Background Removal for Scanned Documents
Often when scanning old documents, the page it was originally printed/written on has turned slightly yellowish, and it is not immediately cleanly reprintable.
So we want to remove the background colour introduced by the page, while preserving the printed dark parts. Normally for text only documents this can be done by simple or adaptive thresholding, to isolate the text elements from the background and only print those. This is for example available in the fantastic application ScanTailor Advanced to clean up scans.
But thresholding is no good if you want to preserve grey tones or you have some coloured markings you would like to preserve, like for example old scanned sheet music or the beautiful illustrations below. In these cases there is the following general strategy:
- Somehow generate an image of the clear page without writing on it, to get the background color we want to get rid of.
- Divide all the color values of the original picture by the ones of the generated clear page.
There are multiple ways of obtaining a clean background, and that is what I’ll outline here.
Bluring
To get an approximation of the Background you can just blur the image!
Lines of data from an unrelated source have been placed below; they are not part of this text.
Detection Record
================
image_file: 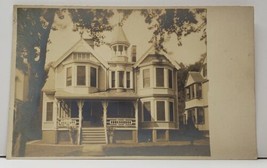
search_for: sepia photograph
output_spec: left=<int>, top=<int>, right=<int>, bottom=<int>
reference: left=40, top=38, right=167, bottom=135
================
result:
left=8, top=6, right=256, bottom=159
left=9, top=6, right=210, bottom=157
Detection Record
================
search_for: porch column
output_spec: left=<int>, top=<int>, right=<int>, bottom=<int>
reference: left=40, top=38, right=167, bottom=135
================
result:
left=102, top=100, right=108, bottom=144
left=77, top=100, right=84, bottom=145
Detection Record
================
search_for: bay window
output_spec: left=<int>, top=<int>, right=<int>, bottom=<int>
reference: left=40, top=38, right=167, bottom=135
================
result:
left=126, top=72, right=131, bottom=88
left=157, top=101, right=165, bottom=121
left=46, top=102, right=53, bottom=121
left=156, top=68, right=164, bottom=87
left=77, top=66, right=85, bottom=86
left=143, top=102, right=151, bottom=121
left=90, top=67, right=97, bottom=87
left=169, top=102, right=174, bottom=121
left=118, top=71, right=124, bottom=87
left=143, top=69, right=150, bottom=88
left=66, top=67, right=72, bottom=86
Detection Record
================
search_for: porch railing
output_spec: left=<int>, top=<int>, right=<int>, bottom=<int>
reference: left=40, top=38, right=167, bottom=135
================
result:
left=107, top=118, right=136, bottom=128
left=57, top=118, right=79, bottom=129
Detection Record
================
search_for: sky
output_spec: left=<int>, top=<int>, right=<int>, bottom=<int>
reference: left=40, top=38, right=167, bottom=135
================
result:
left=46, top=9, right=206, bottom=65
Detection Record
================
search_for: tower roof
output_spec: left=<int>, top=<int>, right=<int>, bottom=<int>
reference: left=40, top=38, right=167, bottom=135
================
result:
left=110, top=24, right=130, bottom=46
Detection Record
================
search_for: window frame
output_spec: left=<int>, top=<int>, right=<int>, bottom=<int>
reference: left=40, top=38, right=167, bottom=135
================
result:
left=76, top=65, right=86, bottom=86
left=167, top=68, right=173, bottom=89
left=45, top=102, right=54, bottom=121
left=66, top=66, right=73, bottom=87
left=156, top=100, right=166, bottom=121
left=142, top=68, right=151, bottom=88
left=89, top=66, right=98, bottom=88
left=155, top=67, right=166, bottom=88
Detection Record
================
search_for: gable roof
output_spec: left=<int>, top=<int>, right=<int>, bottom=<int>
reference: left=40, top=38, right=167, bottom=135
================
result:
left=53, top=38, right=108, bottom=68
left=185, top=71, right=205, bottom=87
left=134, top=45, right=180, bottom=69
As long as the printed areas are quite sparse and thin, this works fantastic.
This approach seems to be relatively common and is described in the ImageMagick manual and in this stackoverflow awnswer.
If you’re using linux and have ImageMagick installed, the following command from the ImageMagick manual will do the trick:
magick input.png \( +clone -blur 0x50 \) \
-compose Divide_Src -composite nobg.png
The 50 in -blur 0x50
is the blur radius, so adapt that to your needs.
Note that in the area with lots of markings the writing is getting a bit lighter that it should be.
Morphology
Generally the printed parts of the page are darker than the page background. We can use that to our advantage by using an old image processing technique, morphology. Again the ImageMagick site has a good introduction.
We want to look at each pixel, and some neighbourhood of the surrounding pixels. Then we colour that pixel with the colour of the brightest pixel in the neighbourhood. If we choose our neighbourhood large enough so that we include at least one pixel of page background, the printed text will be effectively removed. This corresponds to the “Dilate” operation.
A small refinement we can use is, instead of the Dilate operation, we use ImageMagicks “Close” operation. This is a Dilate operation (expanding light parts) followed by a “Erode” (expanding dark parts). This way, after our Dilate operation, all our printed parts are hopefully removed, and by eroding we restore the larger discolourations of the page to their original shapes.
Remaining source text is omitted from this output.